Indeed, the pro-SOB arguments are so persuasive that there ought to be quotas to ensure every company has a beast in the boardroom. According to my new friend, the ideal number of SOBs around the table is one – implying a quota of about 10 per cent – as more than that means too many clashes.

However, this scheme may be harder to implement than other quotas. If you are a woman, say, you know that you are one, and others do too, but if you are an SOB, you may not think of yourself in that way.

Verifying whether a company has hit its target could be tricky, as the SOB might not want to be labelled as such. The system would have to operate rather as it does in poker – if you can’t work out who the sucker is, it’s you.

There is another reason why there is no need for a formal SOB quota. That is because they are in such plentiful supply – the problem may not be getting one on board but not getting half a dozen.
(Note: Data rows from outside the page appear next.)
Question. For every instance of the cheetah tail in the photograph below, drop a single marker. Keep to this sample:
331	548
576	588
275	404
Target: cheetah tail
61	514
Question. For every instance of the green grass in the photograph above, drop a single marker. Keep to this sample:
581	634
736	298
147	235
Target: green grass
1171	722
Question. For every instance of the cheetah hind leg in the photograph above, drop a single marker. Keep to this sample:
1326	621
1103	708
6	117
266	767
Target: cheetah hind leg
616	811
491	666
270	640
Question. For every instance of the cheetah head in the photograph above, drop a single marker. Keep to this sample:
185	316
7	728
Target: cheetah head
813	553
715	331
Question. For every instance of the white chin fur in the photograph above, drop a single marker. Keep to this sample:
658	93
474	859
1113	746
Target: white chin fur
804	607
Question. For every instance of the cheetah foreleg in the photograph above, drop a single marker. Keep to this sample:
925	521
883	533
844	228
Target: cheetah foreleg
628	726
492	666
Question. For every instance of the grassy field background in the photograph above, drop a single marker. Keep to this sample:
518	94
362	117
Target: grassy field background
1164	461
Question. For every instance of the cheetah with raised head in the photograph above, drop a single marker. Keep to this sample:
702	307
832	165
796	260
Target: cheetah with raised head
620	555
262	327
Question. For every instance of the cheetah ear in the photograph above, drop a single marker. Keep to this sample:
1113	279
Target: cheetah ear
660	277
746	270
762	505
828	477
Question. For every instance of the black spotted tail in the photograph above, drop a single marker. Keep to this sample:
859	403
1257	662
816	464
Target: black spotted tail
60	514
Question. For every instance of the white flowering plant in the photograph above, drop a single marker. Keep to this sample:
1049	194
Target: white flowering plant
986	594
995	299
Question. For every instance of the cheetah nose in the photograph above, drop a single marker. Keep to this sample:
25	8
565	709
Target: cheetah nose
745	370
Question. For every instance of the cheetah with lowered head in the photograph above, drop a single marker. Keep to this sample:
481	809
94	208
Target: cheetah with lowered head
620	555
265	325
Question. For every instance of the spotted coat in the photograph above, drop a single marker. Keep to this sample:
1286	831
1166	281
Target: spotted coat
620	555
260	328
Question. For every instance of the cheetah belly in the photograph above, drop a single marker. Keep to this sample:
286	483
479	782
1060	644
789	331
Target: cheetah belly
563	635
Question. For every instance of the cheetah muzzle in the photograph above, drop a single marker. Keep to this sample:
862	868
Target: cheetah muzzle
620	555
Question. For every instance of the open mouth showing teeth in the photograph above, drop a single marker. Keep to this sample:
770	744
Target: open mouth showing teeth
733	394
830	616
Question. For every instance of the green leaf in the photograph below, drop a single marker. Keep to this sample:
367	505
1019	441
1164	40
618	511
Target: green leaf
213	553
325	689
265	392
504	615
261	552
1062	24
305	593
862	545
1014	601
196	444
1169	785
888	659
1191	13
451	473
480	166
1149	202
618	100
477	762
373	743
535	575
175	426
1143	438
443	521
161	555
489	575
Still, whether one does it through quotas or more informally, ensuring a diversity of the nice and nasty seems a better way of achieving diversity of thought (which is the object of the exercise) than to use the proxy of male and female. The latter has never struck me as obviously better than insisting on a mixture of black and white, old and young, rich and poor, or posh and chav.

Yet every week the Women on Boards (WOB) lobby shouts more loudly. Last week, management consultancy Hay Group published an apparently shocking survey of large European companies showing that women directors get paid 7 per cent less on average than men because they are under-represented on the audit or risk committees.

I can’t see what’s so bad in this. The additional pay directors get from being on the audit committee – €11,000 a year – doesn’t seem a lot when you think of all that time, all that detail and all the extra risk you carry should things go wrong.

My chief feeling on not being on the audit committee of the company where I’m a non-executive director is not outrage, it’s relief.

The survey also bleats that far too few companies are chaired by women. If all WOBs were all like the one I sat next to at dinner last week, I would agree: the quota for chairwomen ought to be 100 per cent.

But alas, they aren’t. Women can be straightforward or they can be full of hot air. The last chairwoman I came across also took it upon herself to explain her system of board composition, for which she had an acronym too. Hers was ABC – Attitude, Behaviours, Commitment.